大学は勉強をする場所だ!という思いを持った仲間の輪がこのイベントを通して広がるのであれば、それほど嬉しいことはありません。最後に、イベントの企画に協力してくれた職員の佐々木さん、登壇してくれたプレゼンターの方、司会の方、他にも協力してくれた職員の方々、参加された方にはこの場を借りて改めて御礼申し上げます。

企画者、司会者、発表者全員で記念撮影

企画者、司会者、発表者全員で記念撮影


卒業論文の作成にあたって、図書館という場所にも非常にお世話になりました。図書館を通じて、今後も知的な世界に羽ばたく学生の方がたくさん増えることを心から期待しています。



図書館より~

「全力卒論前夜祭~マジでプレする12時間前~」は、2014年2月12日(水)17:30~19:30に開催されました。ほとんど告知する期間がなかったにも関わらず、司会者、発表者含めて約25名(途中の出入りもあったため正確な数は不明)の方にご参加いただきました。参加者の所属の内訳は総合科学部11名、医学部5名、工学部2名の他、徳島文理大学からも2名参加ということで、「学部学科や学年を超えた人たちの間で共有する場」をつくりたいという今井さんの思いがかなった形となりました。

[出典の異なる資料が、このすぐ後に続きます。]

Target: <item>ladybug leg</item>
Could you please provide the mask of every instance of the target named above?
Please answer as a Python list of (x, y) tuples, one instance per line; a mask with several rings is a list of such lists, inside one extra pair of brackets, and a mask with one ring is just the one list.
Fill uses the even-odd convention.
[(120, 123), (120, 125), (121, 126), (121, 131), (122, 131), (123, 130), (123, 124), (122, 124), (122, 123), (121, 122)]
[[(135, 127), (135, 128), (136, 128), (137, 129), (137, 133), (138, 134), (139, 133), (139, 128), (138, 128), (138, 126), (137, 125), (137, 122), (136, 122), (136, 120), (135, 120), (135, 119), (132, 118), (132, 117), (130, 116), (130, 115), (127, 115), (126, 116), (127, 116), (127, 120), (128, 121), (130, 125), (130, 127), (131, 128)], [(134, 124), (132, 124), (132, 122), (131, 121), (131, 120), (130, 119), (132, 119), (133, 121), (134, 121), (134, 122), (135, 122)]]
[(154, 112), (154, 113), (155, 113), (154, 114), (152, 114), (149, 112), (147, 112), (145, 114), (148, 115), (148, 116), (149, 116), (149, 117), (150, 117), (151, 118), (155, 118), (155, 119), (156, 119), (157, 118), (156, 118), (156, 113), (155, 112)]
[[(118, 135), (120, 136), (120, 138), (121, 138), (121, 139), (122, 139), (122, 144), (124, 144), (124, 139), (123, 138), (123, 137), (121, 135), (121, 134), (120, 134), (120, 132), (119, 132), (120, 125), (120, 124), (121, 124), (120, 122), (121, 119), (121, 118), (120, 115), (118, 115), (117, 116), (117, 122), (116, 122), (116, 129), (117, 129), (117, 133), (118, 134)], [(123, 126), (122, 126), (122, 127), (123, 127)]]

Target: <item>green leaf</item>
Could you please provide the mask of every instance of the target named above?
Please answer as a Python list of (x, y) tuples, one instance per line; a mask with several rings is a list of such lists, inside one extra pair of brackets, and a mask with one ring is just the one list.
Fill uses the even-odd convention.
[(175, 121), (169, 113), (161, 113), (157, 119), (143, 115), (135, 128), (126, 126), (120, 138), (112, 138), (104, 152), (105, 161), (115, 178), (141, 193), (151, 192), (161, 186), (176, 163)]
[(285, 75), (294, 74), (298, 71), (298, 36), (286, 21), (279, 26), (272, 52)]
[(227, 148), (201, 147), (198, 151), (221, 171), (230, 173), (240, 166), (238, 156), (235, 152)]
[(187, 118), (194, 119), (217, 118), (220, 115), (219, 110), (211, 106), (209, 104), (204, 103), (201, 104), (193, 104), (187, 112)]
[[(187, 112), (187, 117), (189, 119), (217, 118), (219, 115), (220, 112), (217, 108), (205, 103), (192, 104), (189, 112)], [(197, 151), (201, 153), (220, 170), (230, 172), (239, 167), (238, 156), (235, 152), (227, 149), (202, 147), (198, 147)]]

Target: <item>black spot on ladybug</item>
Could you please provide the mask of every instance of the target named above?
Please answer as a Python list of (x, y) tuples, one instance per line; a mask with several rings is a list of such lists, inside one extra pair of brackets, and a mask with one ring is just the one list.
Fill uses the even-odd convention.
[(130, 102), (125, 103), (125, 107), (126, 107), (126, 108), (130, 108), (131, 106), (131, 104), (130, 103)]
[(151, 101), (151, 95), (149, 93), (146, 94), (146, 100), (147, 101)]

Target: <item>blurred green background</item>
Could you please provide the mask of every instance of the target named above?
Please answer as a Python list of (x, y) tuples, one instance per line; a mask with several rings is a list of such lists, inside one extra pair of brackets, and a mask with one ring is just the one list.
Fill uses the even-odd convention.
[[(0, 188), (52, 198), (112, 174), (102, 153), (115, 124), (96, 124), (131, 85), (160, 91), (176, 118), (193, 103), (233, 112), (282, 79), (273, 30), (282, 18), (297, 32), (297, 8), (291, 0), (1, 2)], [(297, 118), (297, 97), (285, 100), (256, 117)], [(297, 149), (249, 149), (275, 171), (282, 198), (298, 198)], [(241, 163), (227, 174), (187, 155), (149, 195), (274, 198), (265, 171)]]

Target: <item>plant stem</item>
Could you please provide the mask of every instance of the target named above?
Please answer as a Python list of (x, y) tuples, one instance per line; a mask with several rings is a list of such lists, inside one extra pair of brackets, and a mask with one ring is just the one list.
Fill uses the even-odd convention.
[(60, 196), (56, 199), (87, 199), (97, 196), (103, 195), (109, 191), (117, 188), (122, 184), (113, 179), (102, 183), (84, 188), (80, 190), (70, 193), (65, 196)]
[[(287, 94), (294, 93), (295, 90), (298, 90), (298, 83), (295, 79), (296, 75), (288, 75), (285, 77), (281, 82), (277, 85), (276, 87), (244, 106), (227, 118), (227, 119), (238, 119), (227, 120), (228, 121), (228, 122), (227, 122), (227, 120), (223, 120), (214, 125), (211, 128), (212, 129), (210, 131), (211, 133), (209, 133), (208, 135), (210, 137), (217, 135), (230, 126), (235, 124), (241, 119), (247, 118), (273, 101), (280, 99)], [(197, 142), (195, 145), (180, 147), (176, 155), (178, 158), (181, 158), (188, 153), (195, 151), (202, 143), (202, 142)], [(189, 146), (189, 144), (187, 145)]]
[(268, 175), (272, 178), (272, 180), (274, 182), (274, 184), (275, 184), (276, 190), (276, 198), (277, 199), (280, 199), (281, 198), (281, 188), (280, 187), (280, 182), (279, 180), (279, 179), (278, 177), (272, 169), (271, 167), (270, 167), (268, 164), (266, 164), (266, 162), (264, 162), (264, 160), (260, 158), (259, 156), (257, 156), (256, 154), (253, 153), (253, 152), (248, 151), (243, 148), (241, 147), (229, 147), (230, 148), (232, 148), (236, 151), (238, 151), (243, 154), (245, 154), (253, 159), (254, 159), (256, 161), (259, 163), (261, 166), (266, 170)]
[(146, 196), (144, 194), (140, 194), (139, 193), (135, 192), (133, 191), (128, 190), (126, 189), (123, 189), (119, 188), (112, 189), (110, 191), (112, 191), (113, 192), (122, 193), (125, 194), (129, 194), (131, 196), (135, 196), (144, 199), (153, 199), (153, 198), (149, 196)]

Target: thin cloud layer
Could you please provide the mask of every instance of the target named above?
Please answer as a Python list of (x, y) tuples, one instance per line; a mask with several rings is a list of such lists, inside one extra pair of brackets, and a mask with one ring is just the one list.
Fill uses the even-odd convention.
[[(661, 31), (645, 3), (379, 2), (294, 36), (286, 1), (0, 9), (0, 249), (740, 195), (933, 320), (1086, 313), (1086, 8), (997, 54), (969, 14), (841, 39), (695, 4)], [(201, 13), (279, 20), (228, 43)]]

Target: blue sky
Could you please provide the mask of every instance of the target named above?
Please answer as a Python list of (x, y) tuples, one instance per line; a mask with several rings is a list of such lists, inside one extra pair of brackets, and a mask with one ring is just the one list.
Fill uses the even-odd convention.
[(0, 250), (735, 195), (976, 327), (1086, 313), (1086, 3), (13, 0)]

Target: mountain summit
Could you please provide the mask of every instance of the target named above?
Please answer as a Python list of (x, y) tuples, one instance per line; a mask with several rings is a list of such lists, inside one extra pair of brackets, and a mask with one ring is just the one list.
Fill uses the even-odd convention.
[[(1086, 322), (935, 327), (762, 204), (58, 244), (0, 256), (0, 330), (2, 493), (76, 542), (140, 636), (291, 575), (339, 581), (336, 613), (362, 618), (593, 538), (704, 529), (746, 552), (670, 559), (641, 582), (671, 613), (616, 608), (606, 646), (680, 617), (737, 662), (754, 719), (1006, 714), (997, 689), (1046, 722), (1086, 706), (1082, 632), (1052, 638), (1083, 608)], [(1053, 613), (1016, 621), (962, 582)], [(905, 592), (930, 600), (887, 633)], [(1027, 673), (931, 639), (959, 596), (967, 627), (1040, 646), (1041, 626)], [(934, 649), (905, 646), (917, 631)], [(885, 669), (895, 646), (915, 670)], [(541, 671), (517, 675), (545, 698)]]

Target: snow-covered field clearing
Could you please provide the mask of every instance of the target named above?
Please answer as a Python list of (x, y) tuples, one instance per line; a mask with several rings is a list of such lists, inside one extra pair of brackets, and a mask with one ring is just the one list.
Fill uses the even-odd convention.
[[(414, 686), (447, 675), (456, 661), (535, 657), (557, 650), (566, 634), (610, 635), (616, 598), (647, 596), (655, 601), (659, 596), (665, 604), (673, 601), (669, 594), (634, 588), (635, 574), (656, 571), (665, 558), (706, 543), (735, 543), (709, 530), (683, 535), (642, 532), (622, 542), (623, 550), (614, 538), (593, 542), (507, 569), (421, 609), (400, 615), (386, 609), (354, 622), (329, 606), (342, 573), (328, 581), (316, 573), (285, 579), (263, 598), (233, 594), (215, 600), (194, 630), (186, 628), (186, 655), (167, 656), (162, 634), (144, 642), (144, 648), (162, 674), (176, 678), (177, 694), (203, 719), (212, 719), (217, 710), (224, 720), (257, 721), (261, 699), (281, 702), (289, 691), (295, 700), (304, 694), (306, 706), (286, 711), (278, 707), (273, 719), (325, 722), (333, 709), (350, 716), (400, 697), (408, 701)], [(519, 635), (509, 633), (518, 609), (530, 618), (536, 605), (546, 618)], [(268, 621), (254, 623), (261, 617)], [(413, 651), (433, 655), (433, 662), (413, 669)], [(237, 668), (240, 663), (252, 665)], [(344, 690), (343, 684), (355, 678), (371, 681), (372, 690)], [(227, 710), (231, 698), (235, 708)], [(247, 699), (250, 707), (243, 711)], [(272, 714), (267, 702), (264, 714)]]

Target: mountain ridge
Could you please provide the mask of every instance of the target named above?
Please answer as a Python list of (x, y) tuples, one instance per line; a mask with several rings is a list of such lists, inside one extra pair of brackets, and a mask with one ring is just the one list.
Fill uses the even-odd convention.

イベント終了後のアンケートで「この企画は次年度も行った方がよいですか?」と聞いたところ、「そう思う」「どちらかと言えばそう思う」の回答あわせて100%という結果が出ました。また全員が「楽しかった」と回答されています。自由記述では半数の方が「卒論に対するイメージが湧いた」と回答してくれました。楽しく卒論について考えることが出来るこの企画、ぜひ来年も開催したいと思います。企画いただいた今井さんをはじめ、忙しい時期に司会、発表を引き受けてくれたみなさん、ご参加いただいたみなさん、ありがとうございました。